It got tense in the room fast. Jericho and I both sat stone still, face as blank as could be. The tapping from Marauder was getting to a point where it was becoming incessant, but it was better than him losing his cool. The twins I couldn’t see without turning my head, and Halogen had our gazes all locked in on her. The very air in the room was starting to feel like something we were being given, and not an ambient natural occurrence. Now her smirk was smug. Looking away felt like a movement I couldn’t have afforded to make.
Yeah, it was a long few seconds. Gaz opened his mouth first. “Fuck it, I’m in.”
Of course.
“Good, good, good,” Halogen basically chirped. She interlaced her fingers, sat back like a lazy fat cat, and those eyes, slowly staining themselves red, returned to me… no right past me to Jericho.
Taunting him, ignoring me. The worst part of all of this was that even if I could shut down Gaz and his minion’s senses, a bit of a further deep dive into his system would be required in order to tell for certain what else I could compromise. I couldn’t afford to dedicate that much focus. If I did, then the comms I was maintaining would probably go down, which would trigger Prodigy to come flying in here half cocked. I needed to be present, to keep my mind active and aware despite the static.

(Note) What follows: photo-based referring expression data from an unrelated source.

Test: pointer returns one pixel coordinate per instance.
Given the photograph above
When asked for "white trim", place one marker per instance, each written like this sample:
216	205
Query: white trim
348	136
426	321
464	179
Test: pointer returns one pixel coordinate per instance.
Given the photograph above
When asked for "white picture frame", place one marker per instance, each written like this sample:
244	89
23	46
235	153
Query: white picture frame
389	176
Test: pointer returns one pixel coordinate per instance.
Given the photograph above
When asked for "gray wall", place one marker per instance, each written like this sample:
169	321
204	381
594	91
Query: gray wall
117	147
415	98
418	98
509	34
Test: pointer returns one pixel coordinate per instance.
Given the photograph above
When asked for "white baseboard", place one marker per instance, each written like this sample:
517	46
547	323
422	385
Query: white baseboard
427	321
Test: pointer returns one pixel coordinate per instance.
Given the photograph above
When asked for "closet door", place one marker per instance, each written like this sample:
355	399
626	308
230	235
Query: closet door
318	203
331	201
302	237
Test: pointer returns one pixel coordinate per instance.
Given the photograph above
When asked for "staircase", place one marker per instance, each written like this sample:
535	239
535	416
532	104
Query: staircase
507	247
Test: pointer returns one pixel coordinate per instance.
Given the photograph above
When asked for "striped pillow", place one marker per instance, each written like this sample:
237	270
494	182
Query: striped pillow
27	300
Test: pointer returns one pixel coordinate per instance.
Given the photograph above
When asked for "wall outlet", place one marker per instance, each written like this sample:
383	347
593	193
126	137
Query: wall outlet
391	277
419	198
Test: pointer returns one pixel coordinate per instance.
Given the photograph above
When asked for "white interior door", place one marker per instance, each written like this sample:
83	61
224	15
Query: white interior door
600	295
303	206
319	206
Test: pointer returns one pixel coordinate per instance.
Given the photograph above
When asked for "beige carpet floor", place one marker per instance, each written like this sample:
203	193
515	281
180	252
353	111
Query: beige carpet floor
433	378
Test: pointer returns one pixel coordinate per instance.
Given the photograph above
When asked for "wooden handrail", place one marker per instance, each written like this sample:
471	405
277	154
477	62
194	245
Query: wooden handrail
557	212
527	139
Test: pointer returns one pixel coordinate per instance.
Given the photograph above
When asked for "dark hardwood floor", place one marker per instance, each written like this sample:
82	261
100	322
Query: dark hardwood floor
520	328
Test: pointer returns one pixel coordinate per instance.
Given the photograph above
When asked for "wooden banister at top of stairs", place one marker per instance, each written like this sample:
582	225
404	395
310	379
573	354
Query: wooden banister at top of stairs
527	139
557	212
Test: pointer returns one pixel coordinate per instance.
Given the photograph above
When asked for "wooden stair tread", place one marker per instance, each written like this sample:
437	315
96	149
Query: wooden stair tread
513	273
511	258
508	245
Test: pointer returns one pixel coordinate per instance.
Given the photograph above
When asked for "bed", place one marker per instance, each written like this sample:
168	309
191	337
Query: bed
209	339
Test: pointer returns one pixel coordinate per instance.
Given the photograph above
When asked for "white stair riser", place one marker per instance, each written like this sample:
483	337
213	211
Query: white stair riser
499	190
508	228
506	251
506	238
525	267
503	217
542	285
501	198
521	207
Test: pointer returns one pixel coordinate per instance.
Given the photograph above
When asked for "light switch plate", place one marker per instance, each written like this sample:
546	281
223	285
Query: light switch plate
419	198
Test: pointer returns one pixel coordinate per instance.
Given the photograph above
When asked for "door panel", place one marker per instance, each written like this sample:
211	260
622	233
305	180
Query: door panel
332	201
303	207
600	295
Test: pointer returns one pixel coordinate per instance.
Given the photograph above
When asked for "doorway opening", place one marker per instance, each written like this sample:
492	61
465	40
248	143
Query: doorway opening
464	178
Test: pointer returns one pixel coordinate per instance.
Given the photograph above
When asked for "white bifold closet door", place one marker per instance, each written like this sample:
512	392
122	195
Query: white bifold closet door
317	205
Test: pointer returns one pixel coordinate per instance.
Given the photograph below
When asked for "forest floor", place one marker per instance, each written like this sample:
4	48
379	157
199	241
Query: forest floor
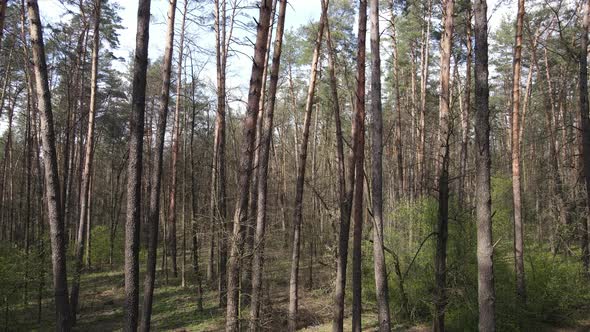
175	308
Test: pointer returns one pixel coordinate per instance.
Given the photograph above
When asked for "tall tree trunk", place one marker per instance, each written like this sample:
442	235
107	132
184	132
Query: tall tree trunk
300	182
194	196
265	140
398	131
442	169
515	137
154	209
54	213
425	61
218	211
88	160
174	157
344	193
485	248
250	226
134	169
3	6
583	86
246	161
357	211
381	287
466	111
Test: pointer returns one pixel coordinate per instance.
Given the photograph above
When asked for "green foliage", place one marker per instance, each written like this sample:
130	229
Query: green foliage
101	243
557	292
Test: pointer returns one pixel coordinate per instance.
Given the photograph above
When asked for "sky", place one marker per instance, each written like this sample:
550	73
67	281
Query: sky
299	12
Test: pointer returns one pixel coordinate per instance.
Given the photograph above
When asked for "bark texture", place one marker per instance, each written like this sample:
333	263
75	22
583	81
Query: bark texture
134	168
52	196
87	171
515	137
300	182
485	248
245	170
156	183
381	287
442	169
265	140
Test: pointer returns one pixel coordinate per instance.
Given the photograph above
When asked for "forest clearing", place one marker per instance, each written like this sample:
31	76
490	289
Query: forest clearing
303	165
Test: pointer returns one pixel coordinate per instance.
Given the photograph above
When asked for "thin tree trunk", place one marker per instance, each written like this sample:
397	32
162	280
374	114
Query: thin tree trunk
583	86
425	61
398	133
175	138
466	111
442	169
298	207
265	140
381	287
194	197
135	166
54	213
3	6
516	186
250	226
357	211
344	193
154	210
485	248
246	161
88	161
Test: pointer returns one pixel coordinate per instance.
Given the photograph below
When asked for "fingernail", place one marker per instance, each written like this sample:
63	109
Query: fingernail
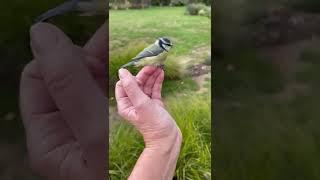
122	73
43	38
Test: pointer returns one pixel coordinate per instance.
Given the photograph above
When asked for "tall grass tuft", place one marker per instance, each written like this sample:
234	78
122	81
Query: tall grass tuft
192	114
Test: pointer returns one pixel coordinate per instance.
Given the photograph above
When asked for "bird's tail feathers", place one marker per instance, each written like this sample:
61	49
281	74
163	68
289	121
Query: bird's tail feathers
128	64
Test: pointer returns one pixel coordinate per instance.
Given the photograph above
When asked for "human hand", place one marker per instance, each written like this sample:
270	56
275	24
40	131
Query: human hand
139	102
64	106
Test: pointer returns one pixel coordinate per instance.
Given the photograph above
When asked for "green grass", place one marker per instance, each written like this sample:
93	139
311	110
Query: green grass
187	32
130	32
194	121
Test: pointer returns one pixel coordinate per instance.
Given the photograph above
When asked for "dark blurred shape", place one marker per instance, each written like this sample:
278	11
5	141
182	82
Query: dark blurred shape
17	17
266	89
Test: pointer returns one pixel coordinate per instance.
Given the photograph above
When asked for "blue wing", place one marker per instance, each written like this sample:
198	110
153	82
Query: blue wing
152	50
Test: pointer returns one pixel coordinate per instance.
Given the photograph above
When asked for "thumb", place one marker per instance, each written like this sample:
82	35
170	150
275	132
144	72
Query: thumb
132	89
76	94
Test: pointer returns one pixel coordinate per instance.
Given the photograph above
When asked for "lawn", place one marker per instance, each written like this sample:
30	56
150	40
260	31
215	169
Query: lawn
130	32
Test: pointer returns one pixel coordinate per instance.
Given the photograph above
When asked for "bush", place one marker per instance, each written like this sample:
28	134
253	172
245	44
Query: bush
205	12
194	8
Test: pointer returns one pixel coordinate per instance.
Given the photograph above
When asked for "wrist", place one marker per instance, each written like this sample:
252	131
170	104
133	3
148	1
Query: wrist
166	145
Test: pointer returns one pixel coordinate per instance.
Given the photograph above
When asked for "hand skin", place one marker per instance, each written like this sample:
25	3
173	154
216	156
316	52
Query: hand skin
64	106
139	102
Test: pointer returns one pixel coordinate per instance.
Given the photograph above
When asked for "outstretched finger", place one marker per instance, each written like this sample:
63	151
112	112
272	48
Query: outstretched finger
157	87
132	89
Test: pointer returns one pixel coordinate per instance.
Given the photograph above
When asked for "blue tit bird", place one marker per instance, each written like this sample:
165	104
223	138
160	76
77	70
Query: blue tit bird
155	54
87	7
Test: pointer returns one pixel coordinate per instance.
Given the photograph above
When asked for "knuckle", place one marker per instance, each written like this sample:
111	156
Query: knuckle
30	70
59	81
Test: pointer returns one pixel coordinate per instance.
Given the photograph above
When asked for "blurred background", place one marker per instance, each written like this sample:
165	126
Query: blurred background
266	89
133	25
16	17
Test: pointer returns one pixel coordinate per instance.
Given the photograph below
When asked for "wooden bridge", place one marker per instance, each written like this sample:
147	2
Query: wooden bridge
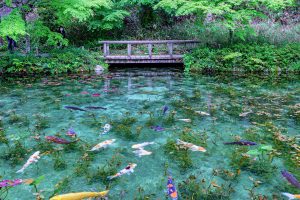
163	51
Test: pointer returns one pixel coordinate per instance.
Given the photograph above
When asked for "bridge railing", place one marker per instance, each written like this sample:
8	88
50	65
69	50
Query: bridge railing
169	43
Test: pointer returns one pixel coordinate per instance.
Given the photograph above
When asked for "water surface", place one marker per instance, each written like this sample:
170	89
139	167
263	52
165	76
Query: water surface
250	108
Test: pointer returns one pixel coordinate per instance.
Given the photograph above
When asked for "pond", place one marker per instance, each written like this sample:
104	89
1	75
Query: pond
169	110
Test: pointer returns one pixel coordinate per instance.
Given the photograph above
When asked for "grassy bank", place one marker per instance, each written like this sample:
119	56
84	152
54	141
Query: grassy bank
58	61
245	57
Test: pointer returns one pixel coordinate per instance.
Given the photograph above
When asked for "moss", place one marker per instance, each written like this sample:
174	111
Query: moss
181	156
16	153
101	173
194	188
58	162
3	138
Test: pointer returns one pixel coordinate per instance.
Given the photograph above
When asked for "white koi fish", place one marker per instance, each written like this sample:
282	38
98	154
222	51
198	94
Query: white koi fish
142	152
291	196
106	129
202	113
185	120
190	146
142	145
33	158
104	144
129	169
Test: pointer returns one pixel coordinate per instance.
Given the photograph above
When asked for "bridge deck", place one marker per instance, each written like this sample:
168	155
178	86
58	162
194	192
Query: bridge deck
148	58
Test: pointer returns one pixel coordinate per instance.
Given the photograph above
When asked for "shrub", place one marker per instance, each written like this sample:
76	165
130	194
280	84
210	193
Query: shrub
56	62
245	57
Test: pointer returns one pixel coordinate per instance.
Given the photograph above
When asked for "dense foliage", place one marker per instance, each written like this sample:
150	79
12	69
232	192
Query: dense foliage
242	57
58	61
41	26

San cleared his throat. “I will be leaving.”
“Don’t want your money?” Halogen asked as he and Geomi got up from the table.
“I do not need your money, nor do I need to make a promise not to assault your city.” Halogen sighed.
“San, you really do like to play hardball, even when you know you’re out gunned,” she growled a bit.
“Yeah, what the fuck makes you think we’re gonna just let you leave if you don’t take the deal and make nice?” Gaz spat at him like venom, the engine sound whirring up inside his chest.
San stopped and turned to look at him then, an old, wrinkled face and hard features dedicating every muscle to stoicism. Geomi placed a hand on a blade at his side, and my senses were flooded with information as he did… something had activated what could only be a cyberwarfare suite inside of his all black suit and white mask. If he was going to start something… well I got the feeling several people would die before he was even warmed up.
Regardless, San himself fully turned to face Gaz and everyone still present moved hands towards weapons. Firewall, I noticed, slid his hand into a glove with what looked like a chipset across the back hand and a circle in the center of the palm. Even Sway looked at attention.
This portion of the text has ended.